Data Analysis
So far what we did was to look at SYSTAT to develop a basic idea on how SYSTAT for Windows works. The next step is to examine a few other data analysis procedures (e.g., correlation, regression, t-test) using SYSTAT for Windows. Only a limited number of procedures are discussed in this document. Refer to SYSTAT documents for further information.
Downloading Data
The data set we discussed in our earlier example was to get you started. Now we will examine another data set with more variables and cases, appropriate for the kind of analysis techniques we are examining.
In the example, you will import an ASCII data file, clas1.txt, created and saved in text format, into SYSTAT for Windows. The data collected from forty middle school students contains 28 variables. The first four variables (ID, SEX$, EXP, SCHOOL) are background variables. The Variable SEX$ has two levels (m=male, f=female). EXP (prior computer experience has three levels (1=less than one year, 2=1-2 years, 3=more than 2 years), SCHOOL (type of school system) has three levels (1=rural school, 2=suburban school, 3=urban school). The next 20 variables (C1...C10, M1...M10) are Likert type responses to a computer opinion survey, and mathematics anxiety survey. The last four variables (MATHSCOR, COMPSCOR, MANX, CANX) are scores on mathematics test, computer test, mathematics anxiety grouping, and computer opinion survey cumulative score.

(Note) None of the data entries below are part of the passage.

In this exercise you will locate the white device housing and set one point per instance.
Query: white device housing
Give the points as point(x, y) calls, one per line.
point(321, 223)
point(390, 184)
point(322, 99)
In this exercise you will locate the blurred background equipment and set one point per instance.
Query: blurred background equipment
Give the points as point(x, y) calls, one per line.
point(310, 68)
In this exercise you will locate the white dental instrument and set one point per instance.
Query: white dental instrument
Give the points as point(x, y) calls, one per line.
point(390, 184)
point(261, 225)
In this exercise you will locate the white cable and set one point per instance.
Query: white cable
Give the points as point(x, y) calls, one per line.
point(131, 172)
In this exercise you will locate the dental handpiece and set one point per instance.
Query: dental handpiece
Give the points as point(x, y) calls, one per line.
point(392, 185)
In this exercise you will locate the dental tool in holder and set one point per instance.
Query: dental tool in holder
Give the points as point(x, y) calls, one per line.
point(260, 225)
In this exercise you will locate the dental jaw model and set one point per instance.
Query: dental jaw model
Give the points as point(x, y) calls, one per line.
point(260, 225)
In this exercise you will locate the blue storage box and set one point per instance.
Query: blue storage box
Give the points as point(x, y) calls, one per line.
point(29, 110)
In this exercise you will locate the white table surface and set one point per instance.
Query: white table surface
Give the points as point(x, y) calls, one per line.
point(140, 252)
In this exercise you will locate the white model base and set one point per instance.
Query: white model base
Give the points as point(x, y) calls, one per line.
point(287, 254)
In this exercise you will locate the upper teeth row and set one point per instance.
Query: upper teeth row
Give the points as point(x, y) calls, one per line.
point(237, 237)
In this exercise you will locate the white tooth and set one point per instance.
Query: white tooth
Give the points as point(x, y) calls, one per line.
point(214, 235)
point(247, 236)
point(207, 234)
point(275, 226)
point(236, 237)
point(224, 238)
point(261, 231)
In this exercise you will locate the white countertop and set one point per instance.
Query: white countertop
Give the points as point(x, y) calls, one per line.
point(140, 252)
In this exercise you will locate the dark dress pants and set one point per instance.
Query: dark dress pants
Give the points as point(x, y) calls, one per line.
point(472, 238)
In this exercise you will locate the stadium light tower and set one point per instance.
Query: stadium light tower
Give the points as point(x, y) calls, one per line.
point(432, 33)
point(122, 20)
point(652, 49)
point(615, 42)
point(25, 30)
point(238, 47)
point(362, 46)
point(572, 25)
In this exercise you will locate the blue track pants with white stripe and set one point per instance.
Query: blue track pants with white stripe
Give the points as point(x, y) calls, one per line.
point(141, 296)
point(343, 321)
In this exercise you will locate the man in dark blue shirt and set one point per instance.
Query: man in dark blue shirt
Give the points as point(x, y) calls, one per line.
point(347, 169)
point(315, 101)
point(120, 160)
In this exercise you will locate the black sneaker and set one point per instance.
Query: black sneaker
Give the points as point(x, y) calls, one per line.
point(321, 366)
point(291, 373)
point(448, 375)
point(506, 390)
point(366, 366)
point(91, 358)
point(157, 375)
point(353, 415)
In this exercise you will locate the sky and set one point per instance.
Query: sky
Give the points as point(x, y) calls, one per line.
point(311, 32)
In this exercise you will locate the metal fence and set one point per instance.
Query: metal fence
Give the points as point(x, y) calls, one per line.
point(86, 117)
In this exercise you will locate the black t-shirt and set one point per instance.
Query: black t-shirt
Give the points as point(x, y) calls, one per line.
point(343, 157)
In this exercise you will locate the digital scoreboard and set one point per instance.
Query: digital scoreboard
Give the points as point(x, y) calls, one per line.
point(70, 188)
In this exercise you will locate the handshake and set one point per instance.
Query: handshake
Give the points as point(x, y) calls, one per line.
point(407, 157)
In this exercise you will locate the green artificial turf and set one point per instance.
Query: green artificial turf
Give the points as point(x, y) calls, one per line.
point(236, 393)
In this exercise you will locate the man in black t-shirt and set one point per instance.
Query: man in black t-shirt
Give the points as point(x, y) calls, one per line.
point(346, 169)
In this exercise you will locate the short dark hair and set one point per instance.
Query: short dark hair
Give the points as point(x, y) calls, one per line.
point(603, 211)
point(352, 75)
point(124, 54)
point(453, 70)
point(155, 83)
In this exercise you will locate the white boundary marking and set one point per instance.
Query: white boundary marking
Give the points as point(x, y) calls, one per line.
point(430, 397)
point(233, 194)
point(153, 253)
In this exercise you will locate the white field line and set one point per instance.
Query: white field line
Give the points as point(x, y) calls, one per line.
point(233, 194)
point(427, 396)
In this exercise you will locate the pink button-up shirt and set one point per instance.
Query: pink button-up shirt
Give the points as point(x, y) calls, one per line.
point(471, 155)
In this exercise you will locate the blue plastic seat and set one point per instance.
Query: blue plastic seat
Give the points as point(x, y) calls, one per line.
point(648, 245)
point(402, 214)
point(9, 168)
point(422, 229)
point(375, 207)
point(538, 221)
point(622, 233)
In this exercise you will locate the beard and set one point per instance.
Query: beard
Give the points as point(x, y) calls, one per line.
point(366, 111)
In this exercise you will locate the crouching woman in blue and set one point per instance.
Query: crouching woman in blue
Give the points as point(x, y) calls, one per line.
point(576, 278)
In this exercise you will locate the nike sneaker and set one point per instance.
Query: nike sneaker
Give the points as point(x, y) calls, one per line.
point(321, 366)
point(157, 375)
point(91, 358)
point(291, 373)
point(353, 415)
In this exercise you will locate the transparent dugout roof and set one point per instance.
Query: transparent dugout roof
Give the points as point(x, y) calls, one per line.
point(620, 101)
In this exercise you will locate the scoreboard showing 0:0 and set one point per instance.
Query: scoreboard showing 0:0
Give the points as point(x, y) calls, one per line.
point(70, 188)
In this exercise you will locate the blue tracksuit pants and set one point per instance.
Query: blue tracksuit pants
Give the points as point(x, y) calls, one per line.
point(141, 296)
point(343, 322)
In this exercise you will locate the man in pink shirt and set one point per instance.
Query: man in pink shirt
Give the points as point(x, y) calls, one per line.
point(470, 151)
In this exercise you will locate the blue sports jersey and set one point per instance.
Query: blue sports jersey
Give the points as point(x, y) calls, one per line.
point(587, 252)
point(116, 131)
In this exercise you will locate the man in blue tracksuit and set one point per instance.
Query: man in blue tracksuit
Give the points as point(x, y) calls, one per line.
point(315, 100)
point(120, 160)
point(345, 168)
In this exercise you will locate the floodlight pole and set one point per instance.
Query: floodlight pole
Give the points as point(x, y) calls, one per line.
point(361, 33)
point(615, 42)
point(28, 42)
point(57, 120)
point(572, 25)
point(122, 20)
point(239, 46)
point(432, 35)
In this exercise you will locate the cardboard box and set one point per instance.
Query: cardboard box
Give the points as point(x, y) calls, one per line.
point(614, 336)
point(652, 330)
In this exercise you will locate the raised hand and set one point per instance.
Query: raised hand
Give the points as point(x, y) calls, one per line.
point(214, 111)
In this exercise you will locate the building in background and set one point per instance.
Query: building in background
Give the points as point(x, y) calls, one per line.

The variable MANX is a dichotomous variable created from low (coded as 0) and high (coded as 1) mathematics anxiety score.
To obtain a copy of this data file:
- Using a web browser (Netscape, Internate Explorer, lynx, etc.), download Sample SYSTAT Data.
- Save it to a file (for example, a:\clas1.txt).
Contact a STC consultant if you need assistance.
Import the file into SYSTAT using the method described earlier. The data will now be displayed on the Data window. Now you are ready for your data analysis.
Correlation Analysis
A correlation analysis is performed to quantify the strength of association between two numeric variables. In the following task we will perform a Pearson correlation analysis (SYSTAT can also perform a Spearman rank correlation). The variables used in the analysis are mathscor, compscor, and canx.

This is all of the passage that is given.